When I was 18 years old, I spent my summer working in a steel mill. My shift was supposed to end at four o'clock, but on my first day, everyone began putting their tools away precisely at 3:15 p.m.
"Why are we quitting?" I asked.
"We need a half hour to clean up and fifteen minutes to shower," said the worker next to me. "We don't give away our time for free."
But it never took more than five minutes to put our things away and my colleagues would just sit there doing nothing, day after day. A decade later, that mill and most of the others in Pittsburgh shut down. High labor costs and low productivity made steelmaking a losing proposition in the Steel City.

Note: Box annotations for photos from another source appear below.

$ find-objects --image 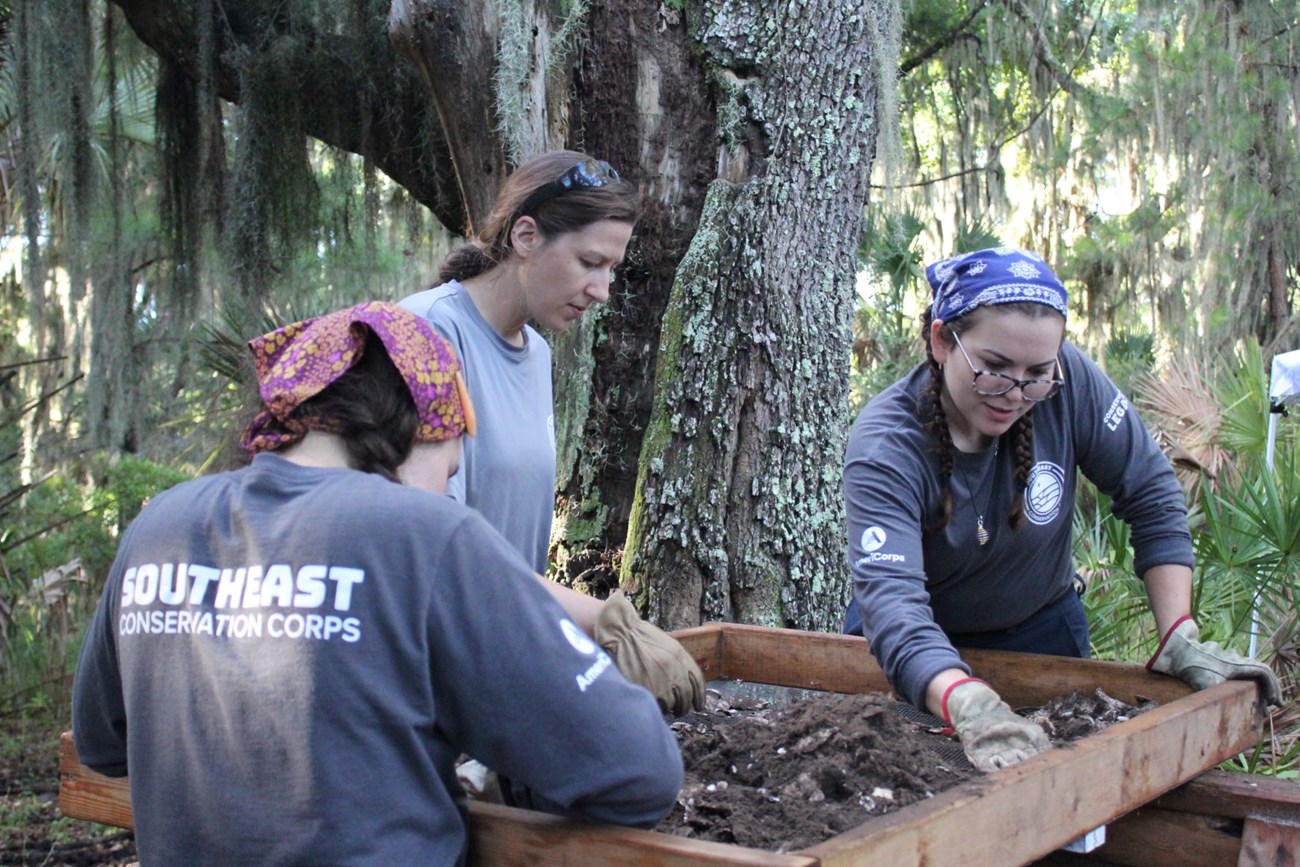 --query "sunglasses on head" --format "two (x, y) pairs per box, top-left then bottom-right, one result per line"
(519, 160), (619, 216)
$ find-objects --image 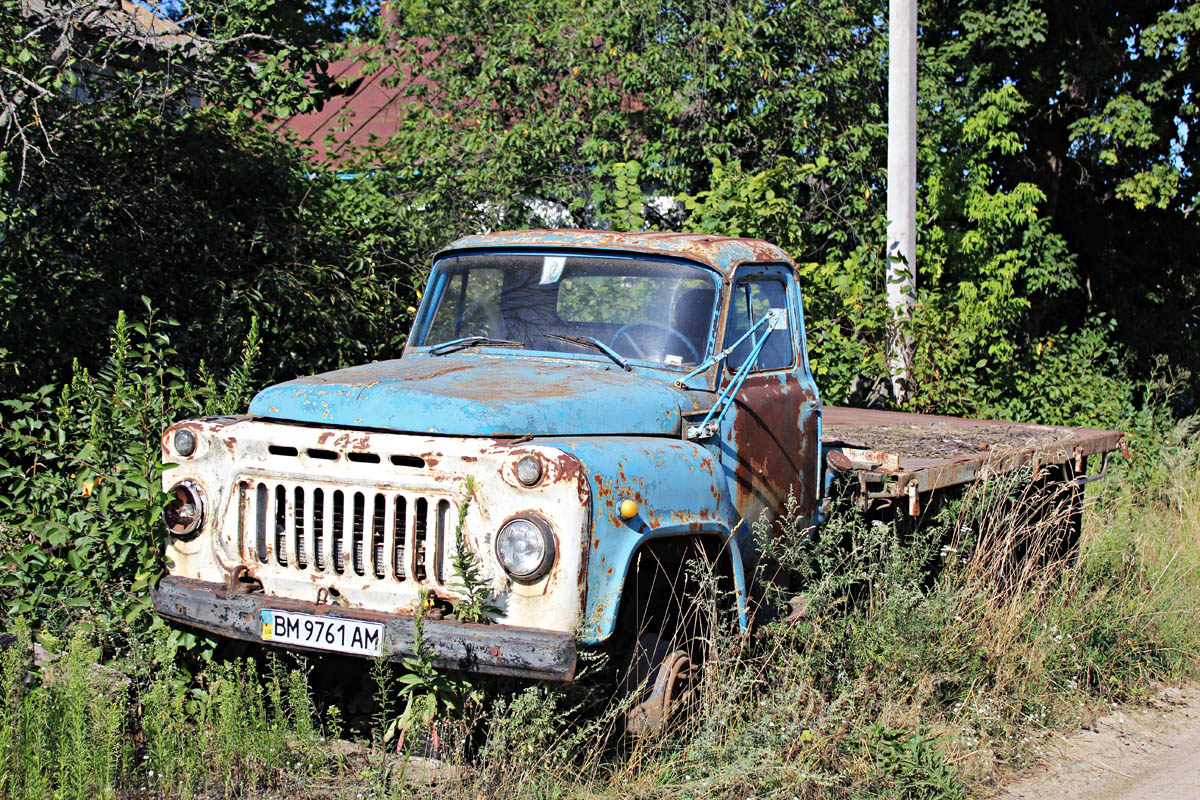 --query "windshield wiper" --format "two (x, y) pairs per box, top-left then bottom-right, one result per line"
(430, 336), (524, 355)
(546, 333), (632, 372)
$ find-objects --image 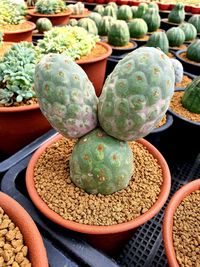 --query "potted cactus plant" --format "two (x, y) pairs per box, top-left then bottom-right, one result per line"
(26, 47), (175, 254)
(0, 0), (35, 42)
(28, 0), (72, 26)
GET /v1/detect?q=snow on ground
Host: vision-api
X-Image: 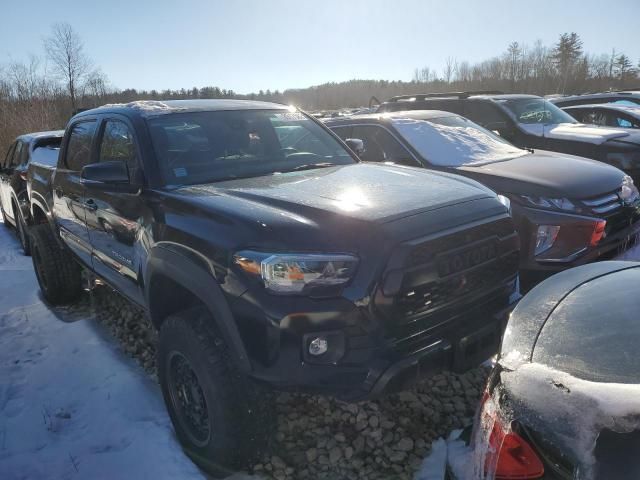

[0,215,204,480]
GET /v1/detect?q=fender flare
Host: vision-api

[145,245,251,373]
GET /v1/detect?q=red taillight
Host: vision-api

[490,423,544,480]
[589,220,607,247]
[480,392,544,480]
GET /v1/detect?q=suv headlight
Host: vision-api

[498,195,511,215]
[233,251,358,294]
[518,195,580,213]
[620,175,640,205]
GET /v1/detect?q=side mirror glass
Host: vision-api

[80,161,139,192]
[344,138,365,156]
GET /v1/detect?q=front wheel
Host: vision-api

[158,307,273,471]
[31,223,82,305]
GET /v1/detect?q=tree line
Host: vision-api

[0,23,640,155]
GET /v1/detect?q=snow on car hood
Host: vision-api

[501,363,640,480]
[519,123,629,145]
[393,118,528,167]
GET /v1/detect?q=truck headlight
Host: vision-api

[233,251,358,294]
[519,195,580,212]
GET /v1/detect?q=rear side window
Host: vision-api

[64,121,96,172]
[351,125,417,167]
[100,120,138,179]
[2,142,17,168]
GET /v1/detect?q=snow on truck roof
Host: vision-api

[89,99,290,116]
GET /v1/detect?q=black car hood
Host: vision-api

[181,163,494,223]
[456,150,624,199]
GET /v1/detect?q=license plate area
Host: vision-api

[436,237,499,278]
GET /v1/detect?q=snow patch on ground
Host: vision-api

[0,216,204,480]
[393,118,528,167]
[520,123,629,145]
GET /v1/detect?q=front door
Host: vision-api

[52,120,97,267]
[85,118,144,303]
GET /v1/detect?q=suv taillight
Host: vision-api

[480,393,544,480]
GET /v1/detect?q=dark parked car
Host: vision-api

[325,110,640,290]
[378,93,640,184]
[0,131,64,255]
[549,90,640,108]
[29,100,519,468]
[452,262,640,480]
[562,103,640,129]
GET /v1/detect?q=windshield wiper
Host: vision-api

[290,162,336,172]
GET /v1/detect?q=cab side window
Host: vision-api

[99,120,139,180]
[350,125,418,167]
[64,121,96,172]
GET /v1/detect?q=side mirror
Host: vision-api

[80,161,140,193]
[344,138,365,156]
[484,122,514,139]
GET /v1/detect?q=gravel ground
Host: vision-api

[82,287,488,480]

I vowed to never again work for a company so resistant to change. But even though I have been lucky enough to spend most of my career at successful companies considered to be innovative, I have found that few employees jump at the chance to perform their jobs differently. Even at a leading technology firm, when we asked employees to adopt a new tool or process, most people came up with just as many excuses to hold onto the status quo as those idle steelworkers.
While virtually every company claims to embrace innovation these days, research over the last decade shows that most business change initiatives fail. Change doesn't take hold because of people--strong leadership or executive sponsorship is frequently cited as the most important factor for a successful initiative.

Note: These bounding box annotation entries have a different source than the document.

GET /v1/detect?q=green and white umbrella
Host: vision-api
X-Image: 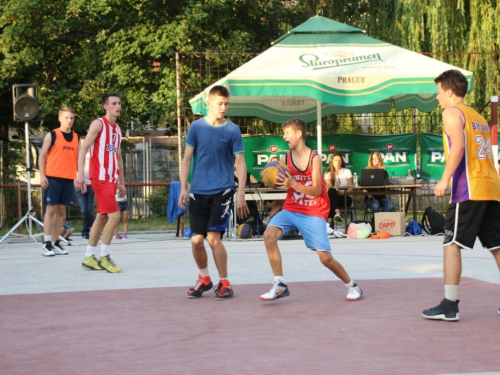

[189,16,472,147]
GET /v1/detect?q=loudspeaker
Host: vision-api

[12,84,38,122]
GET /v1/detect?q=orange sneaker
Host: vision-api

[188,275,214,298]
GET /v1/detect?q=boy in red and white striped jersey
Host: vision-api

[75,92,126,273]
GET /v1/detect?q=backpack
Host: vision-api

[422,206,446,234]
[405,220,422,236]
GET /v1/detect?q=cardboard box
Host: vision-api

[374,212,405,236]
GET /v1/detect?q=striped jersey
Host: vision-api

[443,104,500,203]
[283,151,330,220]
[89,116,122,182]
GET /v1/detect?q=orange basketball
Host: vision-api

[260,161,290,189]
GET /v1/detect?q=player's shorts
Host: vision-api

[443,201,500,250]
[267,210,331,251]
[42,177,75,206]
[189,189,234,237]
[117,201,130,212]
[90,178,118,215]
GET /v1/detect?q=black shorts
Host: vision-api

[443,201,500,250]
[189,189,234,237]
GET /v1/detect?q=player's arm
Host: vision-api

[38,132,52,189]
[177,145,194,209]
[434,107,465,197]
[234,153,250,218]
[118,147,127,198]
[74,120,102,193]
[277,155,323,197]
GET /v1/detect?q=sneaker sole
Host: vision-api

[82,263,104,271]
[214,290,234,301]
[345,288,363,302]
[188,281,214,299]
[422,313,460,322]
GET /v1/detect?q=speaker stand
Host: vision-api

[0,121,71,245]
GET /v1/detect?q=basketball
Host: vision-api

[237,224,253,238]
[260,161,290,189]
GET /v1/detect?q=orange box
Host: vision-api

[374,212,405,236]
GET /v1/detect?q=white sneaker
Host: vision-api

[52,243,68,255]
[326,223,334,236]
[345,283,363,301]
[42,243,56,257]
[260,281,290,301]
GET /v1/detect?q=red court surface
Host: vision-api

[0,278,500,375]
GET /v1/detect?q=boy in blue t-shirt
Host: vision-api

[178,86,249,300]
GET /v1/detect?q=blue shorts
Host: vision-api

[116,201,130,212]
[267,210,331,251]
[42,177,75,206]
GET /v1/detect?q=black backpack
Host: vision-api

[422,206,446,234]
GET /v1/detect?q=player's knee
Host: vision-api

[264,227,282,245]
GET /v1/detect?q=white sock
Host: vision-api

[444,285,458,302]
[85,246,97,257]
[274,276,286,284]
[200,267,209,277]
[101,243,111,257]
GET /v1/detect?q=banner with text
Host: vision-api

[243,134,417,179]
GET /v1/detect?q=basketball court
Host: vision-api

[0,233,500,374]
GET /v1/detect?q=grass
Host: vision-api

[0,215,189,237]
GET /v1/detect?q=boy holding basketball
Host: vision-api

[260,118,363,301]
[178,86,248,300]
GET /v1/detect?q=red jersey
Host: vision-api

[89,116,122,182]
[283,151,330,220]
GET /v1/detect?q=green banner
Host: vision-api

[243,134,417,179]
[420,134,446,180]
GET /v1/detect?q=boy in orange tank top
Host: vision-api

[38,107,79,256]
[260,118,363,301]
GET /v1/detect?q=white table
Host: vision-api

[227,187,287,240]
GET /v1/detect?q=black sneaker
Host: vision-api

[214,280,233,301]
[188,275,214,298]
[422,298,460,321]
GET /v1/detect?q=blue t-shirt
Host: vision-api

[186,118,245,195]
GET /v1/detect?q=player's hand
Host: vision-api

[177,190,188,210]
[236,194,250,219]
[276,172,295,189]
[73,176,87,194]
[118,183,127,198]
[434,180,448,198]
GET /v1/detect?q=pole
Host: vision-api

[316,100,323,156]
[0,121,45,243]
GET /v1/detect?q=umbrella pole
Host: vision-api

[316,100,323,156]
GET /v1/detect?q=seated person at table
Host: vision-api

[363,151,394,213]
[325,152,352,224]
[234,162,259,224]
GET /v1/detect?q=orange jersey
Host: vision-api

[45,129,78,180]
[283,151,330,220]
[443,104,500,203]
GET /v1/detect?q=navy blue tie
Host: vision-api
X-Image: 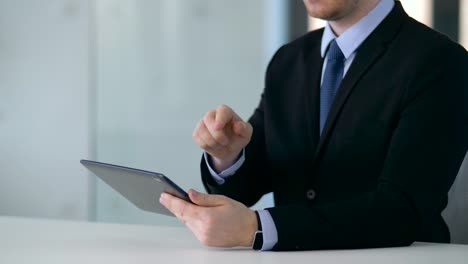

[320,40,345,135]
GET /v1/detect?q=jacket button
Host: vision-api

[306,189,316,200]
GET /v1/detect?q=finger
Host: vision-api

[215,105,234,130]
[200,111,229,146]
[188,189,225,207]
[159,193,198,223]
[198,123,229,149]
[232,121,251,138]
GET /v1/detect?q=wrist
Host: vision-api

[240,209,258,247]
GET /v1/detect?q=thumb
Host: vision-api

[232,121,249,138]
[188,189,224,207]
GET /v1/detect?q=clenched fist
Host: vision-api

[192,105,252,172]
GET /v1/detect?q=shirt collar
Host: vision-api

[320,0,395,59]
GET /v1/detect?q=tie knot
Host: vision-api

[328,39,344,62]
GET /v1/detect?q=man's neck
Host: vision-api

[329,0,381,36]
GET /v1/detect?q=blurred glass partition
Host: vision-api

[95,0,286,225]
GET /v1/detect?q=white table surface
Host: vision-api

[0,217,468,264]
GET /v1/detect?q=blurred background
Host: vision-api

[0,0,468,225]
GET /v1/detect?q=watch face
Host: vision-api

[252,231,263,250]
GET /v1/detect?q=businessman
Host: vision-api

[160,0,468,250]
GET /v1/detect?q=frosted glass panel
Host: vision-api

[0,0,89,220]
[96,0,281,225]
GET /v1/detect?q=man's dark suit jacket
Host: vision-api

[201,2,468,250]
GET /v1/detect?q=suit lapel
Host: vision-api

[314,2,407,161]
[303,33,323,156]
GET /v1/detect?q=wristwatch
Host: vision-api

[252,211,263,250]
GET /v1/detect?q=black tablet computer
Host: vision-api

[80,160,190,216]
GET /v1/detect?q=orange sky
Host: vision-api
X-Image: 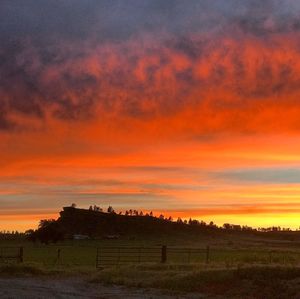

[0,1,300,230]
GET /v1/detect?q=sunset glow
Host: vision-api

[0,0,300,231]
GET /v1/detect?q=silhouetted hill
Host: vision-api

[28,207,299,243]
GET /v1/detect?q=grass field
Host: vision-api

[0,237,300,299]
[0,234,300,269]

The truth is most employees don't readily take on new behaviors without some help.
Countless business books have been written on driving change, but I recommend the three below to anyone who wants to understand why change is so hard for most of us. Organizations don't change unless their people decide to do things differently.
Start with Thinking, Fast and Slow, in which Nobel prize winner Daniel Kahneman describes two "systems" that run our lives. We'd like to think "System 2," our analytical mode of reasoning, is in charge. But in fact, our fast, intuitive, and largely unconscious "System 1" makes most of our decisions. Kahneman suggests it would be too hard to get through the day if we weren't running on autopilot most of the time. To change behavior, System 2 needs to pay attention. But System 2 is lazy and usually all too happy to accept the glib view of the world provided by System 1.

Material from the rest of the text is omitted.